Darum gehts
- Reifenabrieb verursacht Mikroplastik und bringt gefährliche Chemikalien in die Umwelt
- Chemikalien aus Reifenabrieb reichern sich etwa in Gemüse an
- Rund 90 Prozent des Mikroplastiks in der Umwelt stammt von Autoreifen
Treibhausgase, Feinstaub und Lärmemissionen sorgen bei umweltbewussten Schweizerinnen und Schweizern für Sorgenfalten. Ein Problem, das sowohl Verbrenner als auch Elektrofahrzeuge gleichermassen betrifft, wird aber oft vergessen: der Abrieb der Autoreifen.
Die Pneus auf den Schweizer Strassen bringen jedoch Wissenschaftler, Parlamentarierinnen und den Bund gleichermassen in Aufruhr. Denn wie Untersuchungen der Eidgenössischen Materialprüfungsanstalt (Empa) zeigen, verursachen sie rund 90 Prozent des Mikroplastiks in der Umwelt.
Hochbelastetes Gemüse
Die Auswirkung des mikroskopischen Kunststoffs auf den menschlichen Körper sind weitgehend ungeklärt. Im Gummi lauert aber auch eine deutlich akutere Gefahr: zahlreiche bedenkliche Chemikalien, die bei der Herstellung beigemischt werden. Wie neue Studien zeigen, landen diese rasch auf unserem Teller.

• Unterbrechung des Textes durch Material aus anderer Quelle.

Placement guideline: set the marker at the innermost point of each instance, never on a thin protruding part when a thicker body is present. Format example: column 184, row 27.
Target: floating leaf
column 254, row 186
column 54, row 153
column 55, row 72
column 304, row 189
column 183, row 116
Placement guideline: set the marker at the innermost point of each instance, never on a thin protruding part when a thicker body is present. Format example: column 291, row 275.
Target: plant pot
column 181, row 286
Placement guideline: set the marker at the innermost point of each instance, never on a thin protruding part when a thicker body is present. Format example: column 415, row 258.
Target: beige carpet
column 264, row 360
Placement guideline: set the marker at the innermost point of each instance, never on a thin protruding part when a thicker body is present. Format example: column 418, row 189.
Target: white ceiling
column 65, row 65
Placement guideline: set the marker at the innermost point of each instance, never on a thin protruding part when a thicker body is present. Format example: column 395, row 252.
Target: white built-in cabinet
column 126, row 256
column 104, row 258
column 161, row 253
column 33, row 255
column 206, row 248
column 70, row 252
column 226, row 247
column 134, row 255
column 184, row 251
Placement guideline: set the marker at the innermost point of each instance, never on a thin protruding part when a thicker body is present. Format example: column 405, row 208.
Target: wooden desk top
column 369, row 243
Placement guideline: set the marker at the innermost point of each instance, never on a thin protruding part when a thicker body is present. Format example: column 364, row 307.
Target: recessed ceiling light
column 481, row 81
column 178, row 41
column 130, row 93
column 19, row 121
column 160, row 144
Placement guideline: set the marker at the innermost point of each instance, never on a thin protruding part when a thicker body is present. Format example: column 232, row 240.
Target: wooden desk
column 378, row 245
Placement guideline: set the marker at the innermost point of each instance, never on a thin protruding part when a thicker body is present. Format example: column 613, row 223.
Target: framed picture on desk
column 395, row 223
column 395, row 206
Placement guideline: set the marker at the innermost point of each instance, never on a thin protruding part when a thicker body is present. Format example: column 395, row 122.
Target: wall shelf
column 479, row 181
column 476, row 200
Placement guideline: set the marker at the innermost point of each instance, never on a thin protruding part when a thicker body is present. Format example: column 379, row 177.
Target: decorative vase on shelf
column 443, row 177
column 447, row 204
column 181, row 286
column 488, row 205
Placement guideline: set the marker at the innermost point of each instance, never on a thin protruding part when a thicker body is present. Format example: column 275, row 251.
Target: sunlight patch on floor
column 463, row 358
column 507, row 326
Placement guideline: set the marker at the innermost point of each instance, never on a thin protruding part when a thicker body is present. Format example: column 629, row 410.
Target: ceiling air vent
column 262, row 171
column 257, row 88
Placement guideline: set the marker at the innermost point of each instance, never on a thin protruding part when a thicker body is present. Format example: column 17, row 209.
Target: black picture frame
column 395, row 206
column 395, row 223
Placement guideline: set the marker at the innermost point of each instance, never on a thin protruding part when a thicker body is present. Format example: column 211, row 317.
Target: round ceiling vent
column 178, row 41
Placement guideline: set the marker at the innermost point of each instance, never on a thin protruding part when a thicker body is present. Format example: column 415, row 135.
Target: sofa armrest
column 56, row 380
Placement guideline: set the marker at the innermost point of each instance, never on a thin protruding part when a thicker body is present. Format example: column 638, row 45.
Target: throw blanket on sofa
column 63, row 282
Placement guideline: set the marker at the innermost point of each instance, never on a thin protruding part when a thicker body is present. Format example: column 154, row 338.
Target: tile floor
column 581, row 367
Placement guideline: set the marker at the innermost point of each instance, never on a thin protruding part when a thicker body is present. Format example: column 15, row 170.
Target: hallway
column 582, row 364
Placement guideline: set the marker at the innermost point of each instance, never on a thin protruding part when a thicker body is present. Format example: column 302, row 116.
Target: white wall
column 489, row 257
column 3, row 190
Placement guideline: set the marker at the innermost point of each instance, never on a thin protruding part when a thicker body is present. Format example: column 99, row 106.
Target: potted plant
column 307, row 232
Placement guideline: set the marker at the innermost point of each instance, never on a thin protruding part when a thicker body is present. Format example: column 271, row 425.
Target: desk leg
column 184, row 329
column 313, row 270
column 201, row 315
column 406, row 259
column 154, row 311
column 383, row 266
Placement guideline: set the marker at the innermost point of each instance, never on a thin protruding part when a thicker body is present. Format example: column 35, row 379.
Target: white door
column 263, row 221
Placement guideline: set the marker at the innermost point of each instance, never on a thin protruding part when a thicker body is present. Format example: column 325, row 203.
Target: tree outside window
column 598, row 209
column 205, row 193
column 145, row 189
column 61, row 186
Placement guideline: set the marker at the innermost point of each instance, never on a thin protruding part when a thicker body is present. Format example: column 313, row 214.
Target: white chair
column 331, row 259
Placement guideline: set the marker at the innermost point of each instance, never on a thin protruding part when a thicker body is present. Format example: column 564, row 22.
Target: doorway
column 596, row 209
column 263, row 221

So konnten Forscher der Eidgenössischen Technischen Hochschule in Lausanne (EPFL) kürzlich nachweisen, dass sich die Chemikalien in zahlreichen Gemüsesorten anreichern. Sie kauften dafür häufig konsumierte Sorten aus der Schweiz, Italien, Spanien und Frankreich. Rund ein Drittel der Produkte war mit Reifenabrieb belastet. Die Studie entstand im Auftrag des Bundesamts für Lebensmittel- und Veterinärwesen (BLV) – und bestätigt Resultate aus anderen Ländern, wie beispielsweise Österreich.
Bund wartet auf die EU
Dem Bund ist das Problem mit den Autopneus schon länger bekannt: Etwa sorgen Entwässerungssysteme dafür, dass der Abrieb auf den Schweizer Nationalstrassen nicht in die Umwelt gelangt. Und 2023 verabschiedete der Bundesrat im Auftrag einer Motion der ehemaligen SP-Nationalrätin Ursula Schneider Schüttel (63) einen Massnahmenbericht, um dem Mikroplastik aus dem Strassenverkehr weiter Einhalt zu gebieten.
Im Zusammenhang mit den neuen Studien ist dies für die Aargauer SP-Nationalrätin Gabriela Suter (52) zu wenig. «Die giftigen Zusatzstoffe in Pneus sind ein zusätzliches Problem, das der Bund beim Verfassen des Berichts noch viel zu wenig auf dem Radar hatte», argumentiert die Parlamentarierin.
Zwar plant der Bund einige Massnahmen, die voraussichtlich auch die Chemikalienbelastung verringern. So soll auf den Reifenetiketten etwa deklariert werden, wie viel Abrieb anfällt. Auch sollen die Hersteller zur Produktion von robusteren Reifen verpflichtet werden. Zudem hofft der Bundesrat auf die Euro-7-Norm der EU, die 2026 in Kraft tritt. Sie definiert klare Grenzwerte für den Reifenabrieb.
Braucht es ein Verbot für gefährliche Pneus?
Dennoch wurden einige Massnahmen vom Bundesrat zurückgestellt, die Suter als notwendig sieht. Bei der Reinigung von Gemeinde- und Kantonsstrassen möchte der Bundesrat etwa nicht unter die Arme greifen. Unter anderem wegen des «angespannten Bundeshaushalts», wie die Landesregierung schreibt. Auch bei bereits produzierten Pneus sieht sie keine Regulierungen vor.
Die Umweltpolitikerin will daher vom Bundesrat wissen, wie er mit den neuen Erkenntnissen seine Bemühungen intensivieren möchte. «Es braucht für Pneus, die toxische und krebserregende Stoffe enthalten, schnell ein Verbot oder zumindest Grenzwerte», fordert Suter. Die Schweiz müsse nicht auf die EU warten. Anders als beim Mikroplastik könne die Wissenschaft die Schädlichkeit der giftigen Substanzen klar einstufen. «Bei den meisten weiss man, was sie im Menschen anrichten.»